~Closing the Book~
I think we can go now -
Elijah’s remission check up this week found him taller, heavier and with the best blood counts we have ever read. When our oncologist looked us in the eyes and willingly used the word ‘cured’ – even though heavily qualified – we could taste the certainty and confidence in what he said. He shook our hands and reminded Elijah how bad things had been for him two summers ago. He reminded us all that we had been strong, and worked hard – and we made it. The plan is to discontinue with the 6 month CT scan schedule, but complete yearly echocardiograms and continue the CBC blood evaluations at each checkup. This is our pace – unless we have symptomatic issues that force a change.

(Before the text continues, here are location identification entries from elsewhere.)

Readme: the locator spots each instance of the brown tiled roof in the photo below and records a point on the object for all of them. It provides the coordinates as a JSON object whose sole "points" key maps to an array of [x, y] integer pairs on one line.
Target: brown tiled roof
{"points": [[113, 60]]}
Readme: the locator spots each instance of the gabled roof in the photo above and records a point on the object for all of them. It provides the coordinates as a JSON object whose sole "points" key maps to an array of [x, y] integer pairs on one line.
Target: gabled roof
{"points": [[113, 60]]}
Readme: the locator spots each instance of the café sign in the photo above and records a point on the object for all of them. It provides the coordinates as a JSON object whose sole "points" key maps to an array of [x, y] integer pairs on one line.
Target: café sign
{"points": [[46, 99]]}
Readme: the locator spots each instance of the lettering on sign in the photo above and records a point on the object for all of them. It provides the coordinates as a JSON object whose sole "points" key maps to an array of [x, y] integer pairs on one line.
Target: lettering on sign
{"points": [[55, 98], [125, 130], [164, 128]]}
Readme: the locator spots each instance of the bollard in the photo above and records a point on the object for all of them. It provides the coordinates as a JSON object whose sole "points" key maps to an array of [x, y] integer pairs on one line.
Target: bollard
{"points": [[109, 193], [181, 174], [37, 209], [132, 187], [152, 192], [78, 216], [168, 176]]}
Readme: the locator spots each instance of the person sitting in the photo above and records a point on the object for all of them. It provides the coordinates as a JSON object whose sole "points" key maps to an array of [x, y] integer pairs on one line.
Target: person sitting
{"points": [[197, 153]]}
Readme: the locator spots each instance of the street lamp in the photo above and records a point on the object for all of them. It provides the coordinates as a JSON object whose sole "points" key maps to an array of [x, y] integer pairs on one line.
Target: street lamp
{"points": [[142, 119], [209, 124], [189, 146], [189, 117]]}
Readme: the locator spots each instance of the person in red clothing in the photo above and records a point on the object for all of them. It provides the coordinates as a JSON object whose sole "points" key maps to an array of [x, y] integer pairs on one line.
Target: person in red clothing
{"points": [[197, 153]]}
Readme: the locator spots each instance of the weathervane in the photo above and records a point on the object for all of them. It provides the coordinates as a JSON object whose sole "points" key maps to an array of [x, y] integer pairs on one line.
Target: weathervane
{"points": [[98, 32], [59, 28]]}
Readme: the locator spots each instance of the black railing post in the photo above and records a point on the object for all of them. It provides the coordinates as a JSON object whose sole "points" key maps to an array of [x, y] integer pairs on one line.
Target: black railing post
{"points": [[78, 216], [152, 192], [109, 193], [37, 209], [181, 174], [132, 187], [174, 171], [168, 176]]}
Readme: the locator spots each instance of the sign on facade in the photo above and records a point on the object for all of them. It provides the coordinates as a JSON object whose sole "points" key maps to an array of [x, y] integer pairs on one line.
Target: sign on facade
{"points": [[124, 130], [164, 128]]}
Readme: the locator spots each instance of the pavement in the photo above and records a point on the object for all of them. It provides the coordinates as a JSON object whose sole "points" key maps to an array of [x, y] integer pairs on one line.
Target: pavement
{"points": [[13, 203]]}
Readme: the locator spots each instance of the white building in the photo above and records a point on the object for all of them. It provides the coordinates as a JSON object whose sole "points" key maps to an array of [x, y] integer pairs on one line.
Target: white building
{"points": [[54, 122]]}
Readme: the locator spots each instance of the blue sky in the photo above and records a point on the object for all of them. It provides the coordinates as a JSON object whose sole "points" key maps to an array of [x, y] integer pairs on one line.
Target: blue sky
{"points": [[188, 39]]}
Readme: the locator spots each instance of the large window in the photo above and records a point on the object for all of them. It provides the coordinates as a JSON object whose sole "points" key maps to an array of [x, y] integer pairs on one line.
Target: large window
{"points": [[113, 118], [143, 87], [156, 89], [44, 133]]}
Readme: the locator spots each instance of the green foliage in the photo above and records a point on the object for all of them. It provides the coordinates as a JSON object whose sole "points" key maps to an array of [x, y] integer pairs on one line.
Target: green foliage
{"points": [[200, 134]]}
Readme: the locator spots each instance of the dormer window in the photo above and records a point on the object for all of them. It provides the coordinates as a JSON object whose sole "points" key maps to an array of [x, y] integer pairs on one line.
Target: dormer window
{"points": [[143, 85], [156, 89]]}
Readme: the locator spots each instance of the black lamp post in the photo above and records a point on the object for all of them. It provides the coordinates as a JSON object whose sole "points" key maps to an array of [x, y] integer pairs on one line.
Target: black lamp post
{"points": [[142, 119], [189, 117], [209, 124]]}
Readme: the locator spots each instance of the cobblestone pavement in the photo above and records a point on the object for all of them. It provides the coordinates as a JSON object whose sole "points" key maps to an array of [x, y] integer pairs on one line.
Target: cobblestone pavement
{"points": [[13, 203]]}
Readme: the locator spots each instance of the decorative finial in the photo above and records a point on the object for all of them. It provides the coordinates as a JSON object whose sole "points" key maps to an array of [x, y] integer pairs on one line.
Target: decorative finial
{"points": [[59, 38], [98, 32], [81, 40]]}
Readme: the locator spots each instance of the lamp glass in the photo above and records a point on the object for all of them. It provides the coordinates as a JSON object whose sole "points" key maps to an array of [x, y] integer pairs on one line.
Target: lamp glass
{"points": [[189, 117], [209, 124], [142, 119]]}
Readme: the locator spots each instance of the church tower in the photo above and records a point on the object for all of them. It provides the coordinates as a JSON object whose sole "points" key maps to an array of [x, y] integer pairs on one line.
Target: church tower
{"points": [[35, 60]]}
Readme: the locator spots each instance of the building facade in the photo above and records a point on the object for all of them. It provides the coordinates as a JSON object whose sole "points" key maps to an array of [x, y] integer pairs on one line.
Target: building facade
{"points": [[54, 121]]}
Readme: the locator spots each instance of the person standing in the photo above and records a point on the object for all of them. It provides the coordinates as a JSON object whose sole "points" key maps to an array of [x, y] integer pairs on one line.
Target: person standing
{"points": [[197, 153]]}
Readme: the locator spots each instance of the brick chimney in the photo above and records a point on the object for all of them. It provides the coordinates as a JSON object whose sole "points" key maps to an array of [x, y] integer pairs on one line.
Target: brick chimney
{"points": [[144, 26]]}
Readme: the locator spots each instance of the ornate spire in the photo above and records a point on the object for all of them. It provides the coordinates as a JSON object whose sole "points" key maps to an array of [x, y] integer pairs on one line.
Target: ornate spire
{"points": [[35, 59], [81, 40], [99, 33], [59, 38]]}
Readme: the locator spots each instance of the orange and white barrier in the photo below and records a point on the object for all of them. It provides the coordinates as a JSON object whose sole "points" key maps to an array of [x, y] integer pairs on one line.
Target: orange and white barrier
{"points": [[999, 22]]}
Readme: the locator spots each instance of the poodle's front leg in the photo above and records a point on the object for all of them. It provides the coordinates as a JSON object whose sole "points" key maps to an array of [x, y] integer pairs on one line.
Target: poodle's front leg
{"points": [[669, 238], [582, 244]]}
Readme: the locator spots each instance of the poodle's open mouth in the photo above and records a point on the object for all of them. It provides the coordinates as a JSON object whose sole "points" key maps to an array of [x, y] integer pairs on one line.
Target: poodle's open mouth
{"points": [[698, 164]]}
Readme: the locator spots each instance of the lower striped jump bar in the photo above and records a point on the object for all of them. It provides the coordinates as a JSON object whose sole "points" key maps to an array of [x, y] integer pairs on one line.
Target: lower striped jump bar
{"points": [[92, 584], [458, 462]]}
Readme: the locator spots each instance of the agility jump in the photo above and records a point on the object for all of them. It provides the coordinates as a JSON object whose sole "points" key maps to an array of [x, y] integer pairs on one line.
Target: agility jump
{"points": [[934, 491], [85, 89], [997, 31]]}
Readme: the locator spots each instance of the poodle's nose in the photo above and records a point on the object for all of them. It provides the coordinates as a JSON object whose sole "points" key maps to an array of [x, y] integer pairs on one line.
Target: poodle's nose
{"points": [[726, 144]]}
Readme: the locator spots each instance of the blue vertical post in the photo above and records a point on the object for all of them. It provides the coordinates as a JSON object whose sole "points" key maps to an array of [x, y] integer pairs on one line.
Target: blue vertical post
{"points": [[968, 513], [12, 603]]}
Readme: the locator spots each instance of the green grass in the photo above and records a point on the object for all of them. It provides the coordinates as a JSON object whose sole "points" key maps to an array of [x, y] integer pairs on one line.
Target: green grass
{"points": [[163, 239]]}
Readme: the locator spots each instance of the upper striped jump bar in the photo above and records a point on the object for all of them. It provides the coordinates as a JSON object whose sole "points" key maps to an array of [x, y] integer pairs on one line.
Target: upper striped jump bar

At this appointment we remembered to tell nurse Ginny that Elijah had never rung the bell. This bell is reserved for patients who have completed their treatment. Somehow we never made sure Elijah got his chance; until this week. At the very mention of the bell, Ginny went around the clinic asking all the staff to “come to a bell ringing”. This brass ships bell hangs high in the clinic hallway, out of the easy reach of a child’s grasp. It is restricted, it is solemn, and it is nearly sacred. Ginny instructed Elijah to read the inscription on the plaque and then “ring the bell three times well”. Hearing his young voice conclude the reading with “by God’s grace I have finished my course” made me hold my breath to catch the sobs I felt rising in my throat. There were tears in the eyes of doctors and nurses as well as Steve’s and mine. Tears of joy, relief, gratitude, love.
Now here we are; two years after the days of his earliest symptoms. He is older and stronger, and I hope, wiser. The scars cancer left on his body and the emotional toll it made on his mind have surely given him a depth that only comes through adversity. This boy now stands tall beside me. When I look into his clear green eyes I often have to push away thoughts of cancer and death and work hard to replace them with a vision of hope and future. He has come far – and by God’s grace he still has far to go.
A few weeks ago we adopted a six month old German Shepherd puppy. It was on about day three that Elijah said, “Mom, I think she would make a really great hospital therapy dog – can we find out how to do that?” And so we shall. On Monday Elijah completed the requirements for the 1st class rank in Boy Scouts. On Tuesday Phoebe donated eleven inches of her hair to the “Locks of Love” program. This is something she has wanted to do ever since Elijah lost his hair in treatment.
Cancer has changed us. It has dulled us to some things and sharpened us to others. But cancer does not define who we are. Now, it is time to finish this book – to close it and let our hearts’ wounds finally heal – to let the hurt and fear drain out completely. Elijah has a story. He will tell it well in the years to come. It is time to move ahead, trusting that God’s grace will strengthen us for whatever comes.